19/06/2026 ás 20h na Voilá House | VVT - Vivência Vozes da Terra "Entre Raiz e Coração "
- teatromariepadille
- 13 de mai.
- 3 min de leitura

Uma experiência que não se assiste. Se vive.
Imagine uma noite no Cerrado, ao redor do fogo, onde a viola toca ao vivo, a dança acontece a sua volta e a comida é preparada diante dos seus olhos.
O VVT é um encontro imersivo que une:
- Música de raiz ao vivo- Ballet contemporâneo- Narrativas do interior- Gastronomia no fogo de chão
Tudo acontece ao mesmo tempo, no mesmo espaço, sem palco, sem distância, sem separação.
Destaque da noite
Antes de existir restaurante, antes de existir fogão a gás, antes de existir qualquer pressa, existia a tacha.
Um caldeirão de ferro fundido, pesado e negro de fuligem, que repousava sobre brasas vivas no centro do terreiro. A tachada é um dos pratos mais antigos e genuínos da culinária caipira do Brasil Central e carrega em cada borbulha a memória de um Brasil que ainda sabia sentar junto.
Sua origem se perde nos séculos, misturando os saberes indígenas do preparo lento sobre o fogo com a tradição portuguesa do cozido robusto e com os ingredientes que a terra do Cerrado sempre ofereceu com generosidade. Na tachada cabem todos: carne vermelha cortada em pedaços gordos e perfumados, e os legumes que a estação carrega.
Cozinhar na tacha significava cozinhar para muitos. Para a comunidade inteira.
Era um gesto coletivo. Alguém trazia a lenha, outro a carne, outro os legumes, outro a viola. O fogo reunia tudo enquanto os mais velhos contavam causos, as crianças corriam no terreiro e os casais dançavam à luz da fogueira. A tachada não era apenas uma refeição , era o centro de uma celebração da vida partilhada.
No interior de Goiás, esse prato ganhou contornos próprios. O fogo baixo e constante, mantido por mãos experientes que sabiam a hora de mexer, de adicionar, de esperar, transformava ingredientes simples em algo extraordinário. O tempo era parte da receita. A paciência, o principal tempero.
Quem comia junto, pertencia. A mesa longa, o prato fundo, a colher de pau passada de mão em mão: tudo falava de comunidade.

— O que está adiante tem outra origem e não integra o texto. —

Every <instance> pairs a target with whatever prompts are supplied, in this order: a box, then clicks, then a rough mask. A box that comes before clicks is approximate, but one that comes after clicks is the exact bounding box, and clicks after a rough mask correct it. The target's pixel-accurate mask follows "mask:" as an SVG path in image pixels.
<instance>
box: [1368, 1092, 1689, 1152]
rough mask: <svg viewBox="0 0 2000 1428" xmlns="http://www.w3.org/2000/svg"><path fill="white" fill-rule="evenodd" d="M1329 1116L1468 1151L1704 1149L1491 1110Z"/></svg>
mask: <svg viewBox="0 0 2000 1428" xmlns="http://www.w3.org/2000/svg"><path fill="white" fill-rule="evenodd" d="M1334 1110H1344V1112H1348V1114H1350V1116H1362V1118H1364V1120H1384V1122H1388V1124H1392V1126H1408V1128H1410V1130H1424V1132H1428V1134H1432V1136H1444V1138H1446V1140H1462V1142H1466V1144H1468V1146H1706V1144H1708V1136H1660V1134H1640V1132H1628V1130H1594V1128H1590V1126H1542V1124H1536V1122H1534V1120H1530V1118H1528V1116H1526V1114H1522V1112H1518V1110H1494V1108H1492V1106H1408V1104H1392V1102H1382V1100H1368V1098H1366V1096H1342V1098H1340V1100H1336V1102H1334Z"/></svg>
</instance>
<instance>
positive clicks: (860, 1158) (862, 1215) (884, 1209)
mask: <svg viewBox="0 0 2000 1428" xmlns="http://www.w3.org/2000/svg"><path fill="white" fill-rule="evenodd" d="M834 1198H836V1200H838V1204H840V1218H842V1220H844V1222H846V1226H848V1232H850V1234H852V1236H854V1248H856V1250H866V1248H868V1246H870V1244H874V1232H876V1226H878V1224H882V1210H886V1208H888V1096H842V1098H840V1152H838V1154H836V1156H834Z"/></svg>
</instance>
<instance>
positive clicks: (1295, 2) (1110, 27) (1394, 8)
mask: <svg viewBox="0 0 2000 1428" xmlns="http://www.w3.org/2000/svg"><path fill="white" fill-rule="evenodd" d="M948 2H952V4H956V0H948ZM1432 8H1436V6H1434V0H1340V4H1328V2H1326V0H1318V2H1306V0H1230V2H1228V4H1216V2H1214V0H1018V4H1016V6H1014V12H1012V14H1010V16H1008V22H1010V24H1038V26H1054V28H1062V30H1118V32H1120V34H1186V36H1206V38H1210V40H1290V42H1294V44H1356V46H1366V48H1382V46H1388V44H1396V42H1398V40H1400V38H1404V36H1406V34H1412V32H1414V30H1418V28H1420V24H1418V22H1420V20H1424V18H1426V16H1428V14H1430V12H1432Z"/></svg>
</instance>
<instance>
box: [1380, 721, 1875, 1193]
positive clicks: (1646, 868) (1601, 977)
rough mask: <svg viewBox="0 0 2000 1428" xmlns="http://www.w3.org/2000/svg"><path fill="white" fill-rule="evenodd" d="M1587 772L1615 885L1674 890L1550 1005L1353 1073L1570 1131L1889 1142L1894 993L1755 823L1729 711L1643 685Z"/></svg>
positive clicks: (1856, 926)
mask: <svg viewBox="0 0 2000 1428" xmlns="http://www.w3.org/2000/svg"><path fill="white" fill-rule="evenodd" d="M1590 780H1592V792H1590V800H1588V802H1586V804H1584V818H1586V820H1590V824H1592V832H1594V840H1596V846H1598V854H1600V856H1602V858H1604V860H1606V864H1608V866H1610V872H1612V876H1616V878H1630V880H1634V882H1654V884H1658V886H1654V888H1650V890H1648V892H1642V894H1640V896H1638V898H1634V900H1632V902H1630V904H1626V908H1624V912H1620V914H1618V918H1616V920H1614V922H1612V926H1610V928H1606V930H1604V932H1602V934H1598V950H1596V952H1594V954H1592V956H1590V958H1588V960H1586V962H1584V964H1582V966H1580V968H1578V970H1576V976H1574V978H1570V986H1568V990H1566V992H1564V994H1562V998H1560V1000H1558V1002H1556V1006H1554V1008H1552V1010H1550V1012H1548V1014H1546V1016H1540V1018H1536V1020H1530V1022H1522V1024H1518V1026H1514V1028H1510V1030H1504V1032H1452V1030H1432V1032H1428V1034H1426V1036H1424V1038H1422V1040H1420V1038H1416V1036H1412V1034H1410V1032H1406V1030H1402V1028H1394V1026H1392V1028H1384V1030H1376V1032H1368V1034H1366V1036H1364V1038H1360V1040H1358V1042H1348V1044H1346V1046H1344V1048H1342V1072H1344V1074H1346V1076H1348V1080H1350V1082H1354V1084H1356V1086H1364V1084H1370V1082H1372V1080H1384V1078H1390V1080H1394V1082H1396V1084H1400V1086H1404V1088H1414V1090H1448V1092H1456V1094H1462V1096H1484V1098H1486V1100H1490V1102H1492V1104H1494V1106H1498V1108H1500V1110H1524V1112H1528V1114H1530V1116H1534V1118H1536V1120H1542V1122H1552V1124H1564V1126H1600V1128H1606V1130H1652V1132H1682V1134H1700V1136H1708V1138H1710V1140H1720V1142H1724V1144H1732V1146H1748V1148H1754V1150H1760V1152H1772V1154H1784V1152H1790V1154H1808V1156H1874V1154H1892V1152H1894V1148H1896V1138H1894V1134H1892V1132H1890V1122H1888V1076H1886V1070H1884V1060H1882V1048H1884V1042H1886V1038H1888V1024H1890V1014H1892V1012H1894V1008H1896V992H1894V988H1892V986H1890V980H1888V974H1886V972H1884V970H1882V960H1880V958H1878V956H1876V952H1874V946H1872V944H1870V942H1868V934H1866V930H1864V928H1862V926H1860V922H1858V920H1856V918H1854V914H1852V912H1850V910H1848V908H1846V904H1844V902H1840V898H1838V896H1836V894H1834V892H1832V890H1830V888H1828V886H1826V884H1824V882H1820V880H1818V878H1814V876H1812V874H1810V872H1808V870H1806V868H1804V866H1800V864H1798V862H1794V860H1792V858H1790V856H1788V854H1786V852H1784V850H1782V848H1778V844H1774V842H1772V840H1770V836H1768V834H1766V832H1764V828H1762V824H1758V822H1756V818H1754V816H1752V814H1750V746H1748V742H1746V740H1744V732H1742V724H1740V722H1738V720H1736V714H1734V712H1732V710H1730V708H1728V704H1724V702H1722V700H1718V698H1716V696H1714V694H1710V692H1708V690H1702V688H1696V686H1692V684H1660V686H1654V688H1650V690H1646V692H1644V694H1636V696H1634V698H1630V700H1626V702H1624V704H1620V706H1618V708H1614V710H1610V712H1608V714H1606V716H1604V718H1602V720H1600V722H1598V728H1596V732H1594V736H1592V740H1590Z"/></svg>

Na Vivência Vozes da Terra, a tachada não é apenas servida. Ela é preparada à vista de todos, no fogo de chão, como era feito pelos avós dos avós. O cheiro da fumaça, o borbulhar do caldo, a luz laranja das brasas iluminando rostos atentos, tudo isso é parte da experiência. Enquanto a viola toca e os corpos dançam, a tacha aquece. E quando a vivência atinge seu ponto mais profundo, a comida está pronta. Sentar à mesa, então, é o gesto final de um ritual que começou muito antes de qualquer palavra ser dita.
Vagas limitadas
Evento intimista, com poucos lugares disponíveis.Cada edição é única e não se repete.
Para quem é?
Para quem quer sair do comum e viver algo real.Para quem sente que cultura é presença, não espetáculo.
Garanta seu lugar
Garanta seu ingresso e venha sentir de perto as vozes que nascem da terra.Vivência Vozes da Terra chega à sua edição de junho celebrando os encontros que nascem entre memória, afeto e pertencimento. Em um cenário imersivo junto à natureza, o público é convidado a viver “Entre Raiz e Coração”, uma experiência artística que mistura teatro, música, poesia e sensibilidade caipira contemporânea. Apresentações da Companhia de Ballet e Teatro Marie Padille e os Violeiros de Alexânia, uma experência que provoca todos os sentidos, a gastronomia e o paladar está garantido com a Tachada da Chef Mari Pin. Melhor comida de roça do Centro Oeste!
Através de diálogos entre gerações, já o espetáculo provoca reflexões sobre o amor nos tempos atuais, os vínculos humanos, a cultura sertaneja e as transformações das relações ao longo do tempo. Entre humor, emoção e música, a vivência propõe uma pausa no ritmo acelerado da vida moderna para reconectar o público às próprias raízes.
A edição de junho do VVT nasce da pergunta: o amor mudou ou fomos nós que mudamos?
“Entre Raiz e Coração” une ancestralidade, afeto e identidade em uma experiência cênica intimista. O conceito propõe um reencontro com aquilo que é essencial: o tempo compartilhado, as conversas verdadeiras, a música que atravessa gerações e os sentimentos que permanecem mesmo em meio às mudanças do mundo moderno.
Entre a mata, a mesa posta e as memórias afetivas, o público é conduzido por uma jornada que valoriza o amor simples, a coletividade e a beleza das conexões.